At the end of May, I headed to Sydney, Australia for this year’s IASSIST conference! IASSIST is a great organization that puts on an awesome conference, and I try to attend as often as my schedule allows. This year, I also was able to present on some work with ReproZip and ReproServer (slides on the OSF!), as well as participate on a panel about promoting reproducibility as a partner in campus-wide efforts.

Great ReproZip presentation by @VickySteeves !!! #iassist19 pic.twitter.com/skTbO1ezTT
— Eimmy Solis (@eimmysolis) May 31, 2019

While I was there, I learned about some great initiatives, projects, and tools!

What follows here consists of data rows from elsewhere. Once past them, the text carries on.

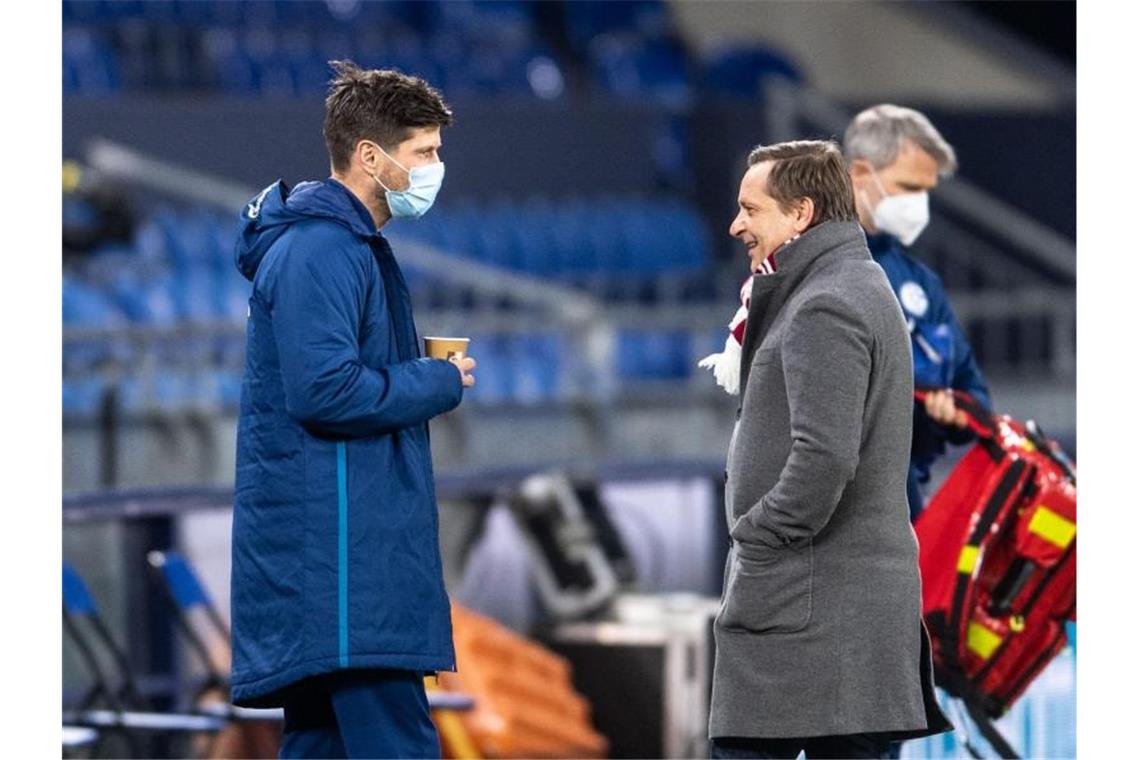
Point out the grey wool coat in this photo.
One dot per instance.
(820, 631)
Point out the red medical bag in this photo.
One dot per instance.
(998, 554)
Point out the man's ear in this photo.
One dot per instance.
(861, 171)
(805, 212)
(368, 156)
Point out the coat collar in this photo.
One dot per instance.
(814, 248)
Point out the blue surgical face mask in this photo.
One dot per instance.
(423, 186)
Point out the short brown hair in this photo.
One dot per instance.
(809, 169)
(381, 105)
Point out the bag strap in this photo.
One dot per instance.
(978, 418)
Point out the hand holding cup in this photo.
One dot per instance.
(454, 350)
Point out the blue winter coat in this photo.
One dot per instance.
(942, 354)
(335, 542)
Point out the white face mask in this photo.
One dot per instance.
(423, 186)
(903, 215)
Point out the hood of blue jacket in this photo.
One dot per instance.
(269, 213)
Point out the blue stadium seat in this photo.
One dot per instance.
(82, 395)
(630, 66)
(653, 356)
(740, 71)
(495, 374)
(586, 21)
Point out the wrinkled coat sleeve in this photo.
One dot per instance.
(827, 365)
(317, 311)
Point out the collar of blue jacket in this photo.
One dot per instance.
(880, 243)
(270, 212)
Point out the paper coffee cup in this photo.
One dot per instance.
(446, 348)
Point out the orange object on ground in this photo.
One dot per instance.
(526, 704)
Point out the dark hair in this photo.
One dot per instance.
(809, 169)
(380, 105)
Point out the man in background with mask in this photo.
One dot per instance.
(895, 157)
(338, 596)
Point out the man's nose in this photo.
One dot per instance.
(737, 228)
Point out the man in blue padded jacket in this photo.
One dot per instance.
(895, 157)
(338, 599)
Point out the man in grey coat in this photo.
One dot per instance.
(820, 638)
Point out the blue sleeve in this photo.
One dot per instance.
(317, 309)
(966, 375)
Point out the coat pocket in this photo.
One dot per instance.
(770, 590)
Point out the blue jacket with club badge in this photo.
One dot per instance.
(943, 357)
(335, 539)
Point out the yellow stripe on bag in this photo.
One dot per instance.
(1051, 526)
(982, 640)
(968, 560)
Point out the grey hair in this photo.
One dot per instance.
(877, 135)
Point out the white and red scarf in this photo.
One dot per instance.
(725, 366)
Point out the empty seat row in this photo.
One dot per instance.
(627, 49)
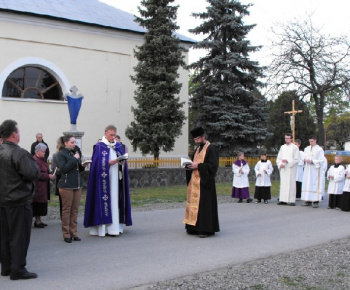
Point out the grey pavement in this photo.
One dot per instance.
(156, 248)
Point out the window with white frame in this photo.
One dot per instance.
(30, 82)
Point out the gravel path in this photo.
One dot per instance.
(322, 267)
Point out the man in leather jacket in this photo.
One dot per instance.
(18, 171)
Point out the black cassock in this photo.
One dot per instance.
(207, 219)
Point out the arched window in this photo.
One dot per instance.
(29, 82)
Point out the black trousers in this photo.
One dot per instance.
(16, 226)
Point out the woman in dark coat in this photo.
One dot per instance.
(42, 186)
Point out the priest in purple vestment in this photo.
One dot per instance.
(107, 206)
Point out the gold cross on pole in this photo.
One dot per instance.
(293, 112)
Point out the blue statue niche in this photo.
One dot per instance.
(74, 104)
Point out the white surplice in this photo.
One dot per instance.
(347, 179)
(264, 178)
(288, 173)
(314, 174)
(300, 171)
(336, 185)
(115, 228)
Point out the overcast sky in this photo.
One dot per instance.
(333, 16)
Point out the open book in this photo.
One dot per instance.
(86, 162)
(185, 161)
(123, 157)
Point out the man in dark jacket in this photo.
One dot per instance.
(18, 171)
(39, 139)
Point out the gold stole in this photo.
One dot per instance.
(193, 189)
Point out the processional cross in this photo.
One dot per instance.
(292, 113)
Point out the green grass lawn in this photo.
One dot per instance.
(151, 195)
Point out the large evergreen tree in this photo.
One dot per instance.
(158, 118)
(226, 100)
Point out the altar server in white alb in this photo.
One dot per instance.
(345, 200)
(263, 169)
(287, 163)
(336, 177)
(300, 171)
(313, 183)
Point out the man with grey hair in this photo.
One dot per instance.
(18, 171)
(107, 205)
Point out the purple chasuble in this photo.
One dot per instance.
(98, 199)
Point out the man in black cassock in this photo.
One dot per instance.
(201, 217)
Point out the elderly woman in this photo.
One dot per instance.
(70, 186)
(42, 186)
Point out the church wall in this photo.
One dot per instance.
(97, 61)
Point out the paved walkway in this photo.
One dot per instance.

So without further ado, here are the 5 things I learned at IASSIST 2019:

IASSIST Qualitative Social Science and Humanities Data Interest Group — having formed in 2016, this interest group is meant to generate conversations around the needs of researchers who work with qualitative data and methods, and what types of services librarians and other information professionals can develop to support these researchers. I had never been to a special interest group meeting at IASSIST before, but this was a great first one! Very well-organized and I loved hearing about the agenda of the group.
University of Washington Libraries Data Services RDM MOOC — the Data Services team at UW pulled from existing curricula in RDM and expertise in the library to edit the materials down into a Massive Open Online Course scoped it as a non-credit, 4 day class that has about a 1hr/day time commitment with a 1:8 ratio of tutor:student. The course was offered once in Winter, Spring, and Summer with attendance ranging from 40-110. Learners in the MOOC overwhelmingly reported both that the class was very clear as to the contents (expectation management!) and that the class exceeded expectations. A nice model for a global campus to learn from, too!
IPYSheet – a neat implementation for Jupyter notebooks and JupyterLAb that lets folks edit spreadsheets right in the notebook! The add-on makes a widget that can be embedded in a code cell. Try out a live version of it on Binder: https://mybinder.org/v2/gh/QuantStack/ipysheet/master?filepath=docs%2Fsource%2Findex.ipynb
Cornell Institute for Social and Economic Research (CISER) houses R-squared, a research verification service at Cornell University. The staff at R-squared aims to reproduce the claims from a paper or report by taking the data and code and rerunning it to check whether the reported output is valid. The staff then creates an archive package with all information in one place and deposits it into their data archive. On their site, they say the average review takes 4-8 hours. They do not check methods, replicate studies, question conclusions/theories, or make any direct changes to patrons’ work.
QAMyData, an open source data quality assurance tool for SPSS, STATA and SAS files, written in the Rust programming languages (one of my faves!). The speakers mentioned CSVs are being somewhat supported as well by this tool. QAMyData aims to “automatically detect some of the most common problems in survey and other numeric data and creates a ‘data health check’, assisting with the clean up of data and providing an assurance that data is of a high quality.” It’s in a very alpha state, so I look forward to seeing this grow and add support for open formats!